この名称は対外的には公表しておらず、したがって担当者は、広報部長並びに企画課長への連絡時を除き自分が担当者であることを他言してはならない。活動の実施の際にはあくまで広報部の通常事業の一環として行うこと。
なお、本活動の担当者は、対外的には芦口支社所属の広報部員となる。
前項にも書いたとおり、伊呂金山採鉱場からの採掘は当社だけでなく我が国にとって極めて重要性の高い事業であるが、何度か大規模な事故の発生により操業の継続が危ぶまれる事態となっている。過去の事故として最も規模が大きいのは、1978年11月5日から7日にかけて、第11鉱床予定地(通称吹上新鉱)の調査採掘を行っていた採掘作業者ならびにオペレータが述べ26名命を落とした「吹上新鉱落盤事故」である。
この事故は同年10月にかねてより伊呂金地区内吹上地区近辺に存在するとみられていた鉱石帯の一部とみられる鉱石群が発見されたことを受け、11月5日より埋蔵量の推定を目的とした調査採掘を開始したところ、脆弱化していた鉱床の壁岩の一部を誤って破壊し大規模な落盤が発生した事故として記録されている。

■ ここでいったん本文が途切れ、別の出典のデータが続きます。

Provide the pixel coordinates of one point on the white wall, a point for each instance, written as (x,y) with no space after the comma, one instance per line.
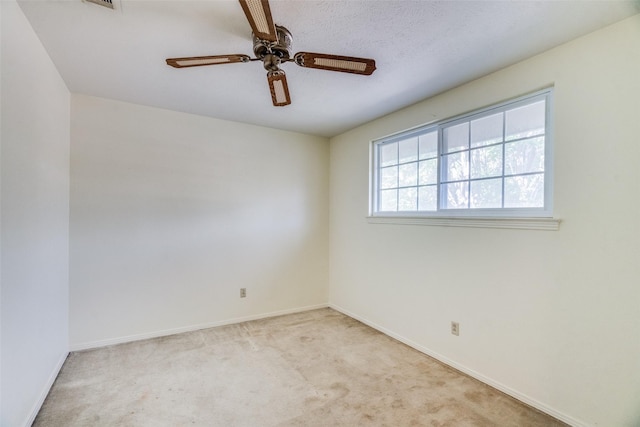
(171,214)
(34,219)
(550,316)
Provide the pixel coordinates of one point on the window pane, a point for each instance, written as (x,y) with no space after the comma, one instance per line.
(456,195)
(487,130)
(389,154)
(524,191)
(408,175)
(428,198)
(525,121)
(389,200)
(486,193)
(455,167)
(428,145)
(389,177)
(408,150)
(486,162)
(456,138)
(408,199)
(428,172)
(524,156)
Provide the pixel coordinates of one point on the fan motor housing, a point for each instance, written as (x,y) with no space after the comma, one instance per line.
(281,48)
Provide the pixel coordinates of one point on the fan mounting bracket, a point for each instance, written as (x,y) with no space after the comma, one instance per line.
(280,48)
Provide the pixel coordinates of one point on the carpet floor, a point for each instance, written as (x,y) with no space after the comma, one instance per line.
(317,368)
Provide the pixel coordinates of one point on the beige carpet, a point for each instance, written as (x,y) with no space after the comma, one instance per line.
(318,368)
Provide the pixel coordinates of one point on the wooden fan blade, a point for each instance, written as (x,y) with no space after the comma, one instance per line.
(197,61)
(345,64)
(279,88)
(259,16)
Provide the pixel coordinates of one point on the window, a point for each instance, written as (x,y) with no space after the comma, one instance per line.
(492,162)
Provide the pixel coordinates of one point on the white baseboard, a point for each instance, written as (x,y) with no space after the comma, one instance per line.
(45,391)
(137,337)
(495,384)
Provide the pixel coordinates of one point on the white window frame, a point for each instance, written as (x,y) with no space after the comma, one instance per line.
(541,218)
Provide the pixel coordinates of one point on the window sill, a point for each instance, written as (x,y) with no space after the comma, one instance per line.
(547,224)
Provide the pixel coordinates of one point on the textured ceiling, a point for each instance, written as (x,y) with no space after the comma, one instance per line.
(421,48)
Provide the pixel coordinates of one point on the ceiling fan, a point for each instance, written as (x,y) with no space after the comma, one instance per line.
(272,46)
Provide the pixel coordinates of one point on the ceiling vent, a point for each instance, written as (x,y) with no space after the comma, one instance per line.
(105,3)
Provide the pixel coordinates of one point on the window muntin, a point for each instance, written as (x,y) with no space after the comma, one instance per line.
(493,162)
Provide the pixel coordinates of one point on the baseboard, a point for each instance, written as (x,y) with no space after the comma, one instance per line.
(495,384)
(138,337)
(45,390)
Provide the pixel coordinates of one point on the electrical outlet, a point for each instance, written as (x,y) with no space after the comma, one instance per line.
(455,328)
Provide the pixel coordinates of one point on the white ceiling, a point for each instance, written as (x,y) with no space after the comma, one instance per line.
(421,48)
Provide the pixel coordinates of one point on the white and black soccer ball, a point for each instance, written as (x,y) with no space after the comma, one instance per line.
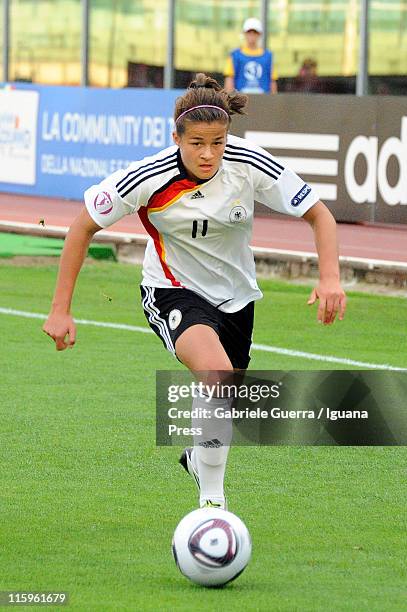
(211,547)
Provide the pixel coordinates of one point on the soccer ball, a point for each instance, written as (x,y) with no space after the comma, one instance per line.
(211,546)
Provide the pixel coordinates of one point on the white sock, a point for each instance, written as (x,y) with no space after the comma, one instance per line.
(211,448)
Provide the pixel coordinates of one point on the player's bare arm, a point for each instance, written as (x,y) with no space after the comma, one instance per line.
(60,325)
(332,299)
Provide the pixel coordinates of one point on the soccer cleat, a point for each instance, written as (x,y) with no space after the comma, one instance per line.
(209,503)
(186,462)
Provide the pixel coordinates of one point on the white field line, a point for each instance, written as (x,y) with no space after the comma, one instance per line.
(256,347)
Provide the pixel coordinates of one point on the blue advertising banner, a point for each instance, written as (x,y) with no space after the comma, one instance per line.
(57,141)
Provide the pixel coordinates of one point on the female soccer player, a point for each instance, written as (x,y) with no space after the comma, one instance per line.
(196,201)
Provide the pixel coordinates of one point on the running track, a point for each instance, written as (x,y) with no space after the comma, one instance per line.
(356,240)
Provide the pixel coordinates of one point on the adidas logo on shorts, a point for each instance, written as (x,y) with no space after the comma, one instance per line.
(215,443)
(197,195)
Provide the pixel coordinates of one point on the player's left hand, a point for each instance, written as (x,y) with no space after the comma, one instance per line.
(332,301)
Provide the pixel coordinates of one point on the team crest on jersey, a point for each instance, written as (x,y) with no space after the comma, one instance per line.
(103,203)
(238,214)
(174,318)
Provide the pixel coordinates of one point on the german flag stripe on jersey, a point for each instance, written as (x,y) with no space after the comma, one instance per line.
(158,202)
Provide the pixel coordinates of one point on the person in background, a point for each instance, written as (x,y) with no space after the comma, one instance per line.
(250,68)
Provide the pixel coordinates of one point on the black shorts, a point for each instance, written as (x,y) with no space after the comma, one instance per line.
(170,312)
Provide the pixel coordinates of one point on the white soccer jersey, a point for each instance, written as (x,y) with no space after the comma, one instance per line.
(200,231)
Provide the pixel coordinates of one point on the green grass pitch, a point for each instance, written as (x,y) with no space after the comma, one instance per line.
(89,504)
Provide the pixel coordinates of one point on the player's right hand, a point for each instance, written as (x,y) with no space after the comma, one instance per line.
(62,329)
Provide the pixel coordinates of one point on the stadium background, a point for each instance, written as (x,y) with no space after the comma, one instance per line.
(89,503)
(128,40)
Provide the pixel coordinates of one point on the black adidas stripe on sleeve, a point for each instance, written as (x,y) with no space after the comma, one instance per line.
(265,159)
(133,175)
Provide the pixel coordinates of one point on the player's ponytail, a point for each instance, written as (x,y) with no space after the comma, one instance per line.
(205,100)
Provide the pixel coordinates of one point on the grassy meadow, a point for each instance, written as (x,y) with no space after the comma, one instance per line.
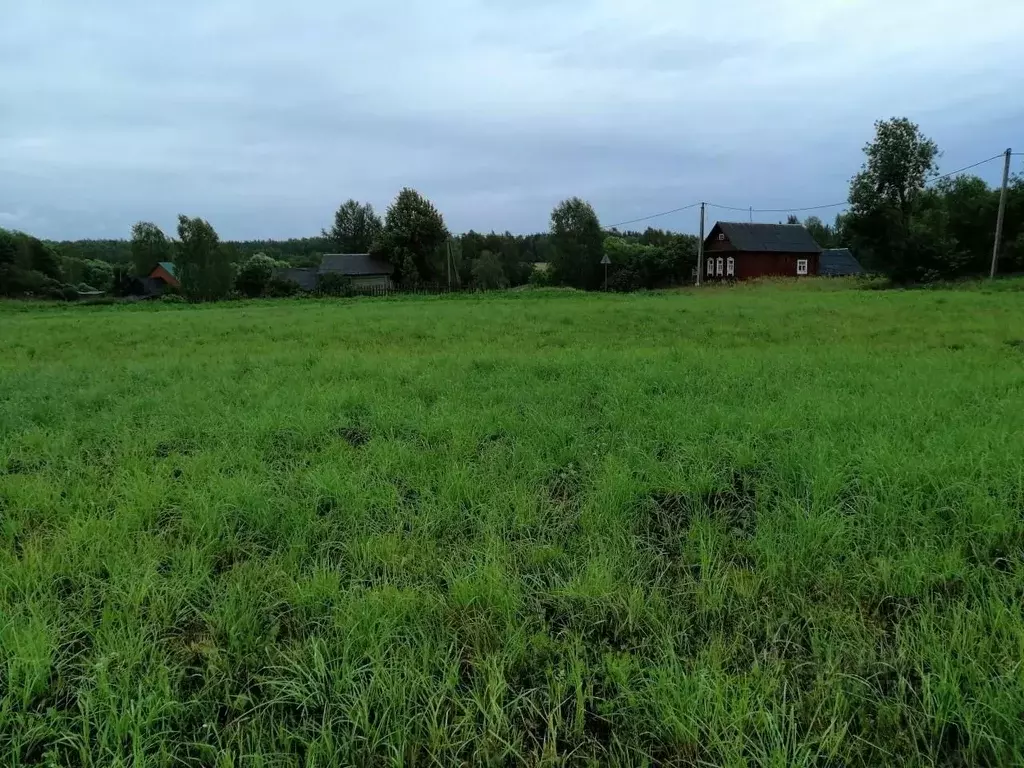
(765,525)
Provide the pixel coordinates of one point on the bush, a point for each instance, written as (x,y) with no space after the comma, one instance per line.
(255,274)
(334,285)
(541,278)
(280,288)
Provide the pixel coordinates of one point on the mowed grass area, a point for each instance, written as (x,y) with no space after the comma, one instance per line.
(767,525)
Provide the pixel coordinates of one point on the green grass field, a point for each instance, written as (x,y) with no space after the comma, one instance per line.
(767,525)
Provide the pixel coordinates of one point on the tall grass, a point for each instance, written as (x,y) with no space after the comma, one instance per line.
(748,526)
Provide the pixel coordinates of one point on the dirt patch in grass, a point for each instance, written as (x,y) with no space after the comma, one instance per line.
(353,435)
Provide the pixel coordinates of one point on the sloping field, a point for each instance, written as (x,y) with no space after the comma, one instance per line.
(761,525)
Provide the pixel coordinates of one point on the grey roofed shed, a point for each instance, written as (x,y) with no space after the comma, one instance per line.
(354,265)
(836,262)
(769,238)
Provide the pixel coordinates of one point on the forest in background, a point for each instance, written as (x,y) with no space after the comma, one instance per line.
(904,221)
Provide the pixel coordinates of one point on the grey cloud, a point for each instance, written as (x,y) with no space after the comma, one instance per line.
(262,117)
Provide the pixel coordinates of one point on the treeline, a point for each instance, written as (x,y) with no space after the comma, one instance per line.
(903,221)
(412,237)
(909,223)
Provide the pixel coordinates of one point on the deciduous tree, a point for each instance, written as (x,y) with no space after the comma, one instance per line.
(579,245)
(356,227)
(148,246)
(414,230)
(204,268)
(885,197)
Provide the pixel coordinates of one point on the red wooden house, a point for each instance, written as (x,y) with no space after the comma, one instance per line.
(165,272)
(739,251)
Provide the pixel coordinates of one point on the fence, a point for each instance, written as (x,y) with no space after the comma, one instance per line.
(393,289)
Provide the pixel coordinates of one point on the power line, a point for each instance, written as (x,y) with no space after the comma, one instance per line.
(653,216)
(779,210)
(965,168)
(803,209)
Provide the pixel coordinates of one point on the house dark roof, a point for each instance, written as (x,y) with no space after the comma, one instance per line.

この事故を受けて吹上新鉱の採掘計画は無期限中止となり、現在に至るまで再開の予定は一切ない。
同事故の犠牲者は5日から7日にかけて15名、7名、4名と相次いで命を落としている。
これは事故現場から荻畑労災病院に負傷者を搬送したものの、当日中に死亡した15名は搬送後すぐに死亡が確認され、他の負傷者についても負傷の程度が甚だしく、次々に病院内で息を引き取ったものとされている。
しかし、これらは事実ではない。
当日、吹上新鉱では落盤は発生しておらず、犠牲者の死因も外傷によるものではない。5日に26名が搬送され、そのうち15名が当日に命を落としたのは事実であるが、死亡者も含めて搬送された全員に一切の外傷は認められていない。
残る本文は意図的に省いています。